Greer blamed Sutton for designing a device that was too realistic, too dangerous for training purposes. She blamed him for arrogance and failure to follow protocol. The investigation sided with her, but Greer's career was over either way. He went dark after discharge, dropped off the radar for two years, and resurfaced six months ago in Los Angeles, working construction. FBI thinks he spent the missing time radicalizing, building connections, and planning this.

The device schematics are complex, elegant in a way that makes it clear Sutton knows her craft. The trigger system is adaptive—it learns from disarmament attempts and adjusts its parameters to counter them.

It's brilliant and terrifying, the kind of innovation that saves lives when used for training but becomes a nightmare in the wrong hands. Reading her design notes, I can see the mind behind it: precise, creative, always three steps ahead. She thought through every angle, anticipated every approach. That same mind is now the only thing standing between Greer's devices and mass casualties.

There are photos of her in the file beyond the personnel shot. One from Afghanistan, standing with her unit in dusty fatigues, that slight smile playing at her mouth. One from her teaching days, demonstrating something to a group of students, her hands moving as she explains. One more recent, maybe a year old, from the wilderness guide company's website. She's in hiking gear, standing on a ridge with mountains behind her, and the smile is gone. Her eyes look distant, haunted by things she can't leave behind.

I close the folder and look out the window at the terrain passing beneath us. The helicopter follows Highway 101 north before cutting inland toward the mountains. The landscape shifts from coastal scrub to oak woodland to the denser vegetation of the higher elevations. Los Padres is a patchwork of ecosystems, from chaparral-covered hills to pine forests to rocky canyons where water carves through limestone and sandstone. Good country for someone who wants to disappear.

The pilot's voice crackles through my headset. "Five minutes to LZ."

TWO

FLINT

I checkmy gear one more time, running through the mental list. Glock 19 on my hip, Ka-Bar knife strapped to my thigh, satellite phone and emergency beacon in waterproof pouches, first aid kit, water filtration system, three days of rations, bivvy sack, and the portable tablet with her file loaded.

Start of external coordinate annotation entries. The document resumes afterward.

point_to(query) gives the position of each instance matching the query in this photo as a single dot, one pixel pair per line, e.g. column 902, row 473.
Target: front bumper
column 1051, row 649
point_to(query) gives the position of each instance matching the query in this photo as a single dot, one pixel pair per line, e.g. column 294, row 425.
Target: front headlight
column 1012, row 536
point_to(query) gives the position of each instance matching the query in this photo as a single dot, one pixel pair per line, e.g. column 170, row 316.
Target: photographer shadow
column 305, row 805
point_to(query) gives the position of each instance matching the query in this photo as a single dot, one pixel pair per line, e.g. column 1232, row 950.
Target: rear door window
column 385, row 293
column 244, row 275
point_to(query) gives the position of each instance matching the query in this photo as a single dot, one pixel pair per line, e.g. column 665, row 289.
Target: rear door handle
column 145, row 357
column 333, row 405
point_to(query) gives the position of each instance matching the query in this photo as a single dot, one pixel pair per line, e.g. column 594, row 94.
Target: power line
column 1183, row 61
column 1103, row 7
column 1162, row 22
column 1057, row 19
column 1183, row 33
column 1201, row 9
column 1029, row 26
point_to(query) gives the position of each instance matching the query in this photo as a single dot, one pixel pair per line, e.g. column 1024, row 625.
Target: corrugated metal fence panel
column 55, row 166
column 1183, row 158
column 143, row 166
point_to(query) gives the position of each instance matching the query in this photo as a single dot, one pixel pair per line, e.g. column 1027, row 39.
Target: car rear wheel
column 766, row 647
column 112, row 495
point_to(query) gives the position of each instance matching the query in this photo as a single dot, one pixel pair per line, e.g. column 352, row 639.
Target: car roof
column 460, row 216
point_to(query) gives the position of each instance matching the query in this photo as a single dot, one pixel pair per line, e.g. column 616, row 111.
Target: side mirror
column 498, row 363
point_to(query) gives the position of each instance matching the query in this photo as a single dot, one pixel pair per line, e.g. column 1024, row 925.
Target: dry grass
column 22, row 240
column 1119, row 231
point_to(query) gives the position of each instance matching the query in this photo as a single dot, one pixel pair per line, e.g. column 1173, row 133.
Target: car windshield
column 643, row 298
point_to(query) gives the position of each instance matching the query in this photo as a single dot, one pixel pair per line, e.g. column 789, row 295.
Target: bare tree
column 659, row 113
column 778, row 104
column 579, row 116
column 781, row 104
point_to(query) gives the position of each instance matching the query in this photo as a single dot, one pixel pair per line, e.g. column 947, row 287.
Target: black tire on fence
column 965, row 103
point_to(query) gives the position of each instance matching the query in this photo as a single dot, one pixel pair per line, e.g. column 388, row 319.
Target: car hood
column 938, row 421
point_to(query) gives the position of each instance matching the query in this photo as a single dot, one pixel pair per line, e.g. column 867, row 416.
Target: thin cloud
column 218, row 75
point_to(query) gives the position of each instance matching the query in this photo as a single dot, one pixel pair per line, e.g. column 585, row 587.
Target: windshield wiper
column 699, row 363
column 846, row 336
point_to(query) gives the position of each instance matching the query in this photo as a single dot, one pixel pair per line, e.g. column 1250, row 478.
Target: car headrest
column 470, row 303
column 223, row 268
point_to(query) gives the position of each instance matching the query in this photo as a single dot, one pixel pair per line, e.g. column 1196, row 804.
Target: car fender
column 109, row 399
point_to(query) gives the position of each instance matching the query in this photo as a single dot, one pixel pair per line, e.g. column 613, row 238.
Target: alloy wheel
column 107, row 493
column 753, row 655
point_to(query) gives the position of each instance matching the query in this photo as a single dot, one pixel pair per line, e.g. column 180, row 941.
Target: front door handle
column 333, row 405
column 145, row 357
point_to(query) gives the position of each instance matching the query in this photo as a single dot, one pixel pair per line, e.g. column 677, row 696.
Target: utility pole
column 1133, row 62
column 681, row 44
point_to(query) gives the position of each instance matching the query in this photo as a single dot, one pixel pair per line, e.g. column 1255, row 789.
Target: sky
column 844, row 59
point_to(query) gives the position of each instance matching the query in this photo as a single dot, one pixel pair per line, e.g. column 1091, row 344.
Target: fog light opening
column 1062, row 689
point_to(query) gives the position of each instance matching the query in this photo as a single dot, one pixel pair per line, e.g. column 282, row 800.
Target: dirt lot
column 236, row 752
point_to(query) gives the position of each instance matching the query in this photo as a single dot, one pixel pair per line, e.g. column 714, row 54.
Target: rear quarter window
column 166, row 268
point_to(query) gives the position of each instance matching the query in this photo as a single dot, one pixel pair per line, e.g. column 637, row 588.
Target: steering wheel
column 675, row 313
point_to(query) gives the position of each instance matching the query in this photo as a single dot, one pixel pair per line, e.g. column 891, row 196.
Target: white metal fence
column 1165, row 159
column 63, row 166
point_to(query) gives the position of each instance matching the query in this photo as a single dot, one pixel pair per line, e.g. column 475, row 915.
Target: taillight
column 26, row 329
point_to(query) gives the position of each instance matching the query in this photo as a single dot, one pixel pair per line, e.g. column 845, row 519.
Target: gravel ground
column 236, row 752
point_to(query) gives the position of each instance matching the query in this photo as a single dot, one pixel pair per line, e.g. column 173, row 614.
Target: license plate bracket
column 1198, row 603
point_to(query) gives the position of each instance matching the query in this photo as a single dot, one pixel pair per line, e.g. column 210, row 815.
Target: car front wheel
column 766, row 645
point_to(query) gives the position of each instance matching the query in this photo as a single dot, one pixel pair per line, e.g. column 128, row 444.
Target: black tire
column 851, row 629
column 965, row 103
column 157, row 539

I'm dressed for speed and flexibility—lightweight hiking boots broken in years ago, cargo pants with reinforced knees, a moisture-wicking shirt under a tactical vest that carries extra magazines and supplies. The paracord bracelet catches my eye as I adjust my pack straps, and I run my thumb over it once before forcing my attention back to the mission.

The helicopter descends toward a clearing near the Alameda Trailhead, and I can see a small parking area with a handful of vehicles below. One of them will be hers—the file said a dark green Jeep Wrangler, seven years old, well-maintained. The kind of vehicle that says she values reliability over flash.

We touch down with barely a bump, and I'm out the door before the skids fully settle, pack on my shoulders, and head down against the rotor wash. The pilot gives me a thumbs-up through the windscreen, and then the helicopter is lifting away,leaving me in sudden silence broken only by wind through pine trees and the distant call of a hawk.

The parking area is deserted except for the vehicles. I find the Jeep easily—it's the only one that looks like it's been here for days, with a fine layer of dust coating the windshield and pine needles accumulated on the hood.

I peer through the windows without touching anything. The interior is clean and organized, and a first-aid kit is visible in the back seat, along with a climbing rope and a duffel bag. Nothing screams distress or hurried departure. She planned this trip, packed deliberately, and walked into the wilderness with purpose.

I head to the trailhead kiosk where hikers are supposed to sign in, but there's no log entry from her. Not surprising—she knows this area too well to bother with official channels, and if she wanted privacy, advertising her route would defeat the purpose. I study the trail map posted behind scratched plexiglass, noting the main arteries that branch into smaller paths, the elevation markers, and the water sources.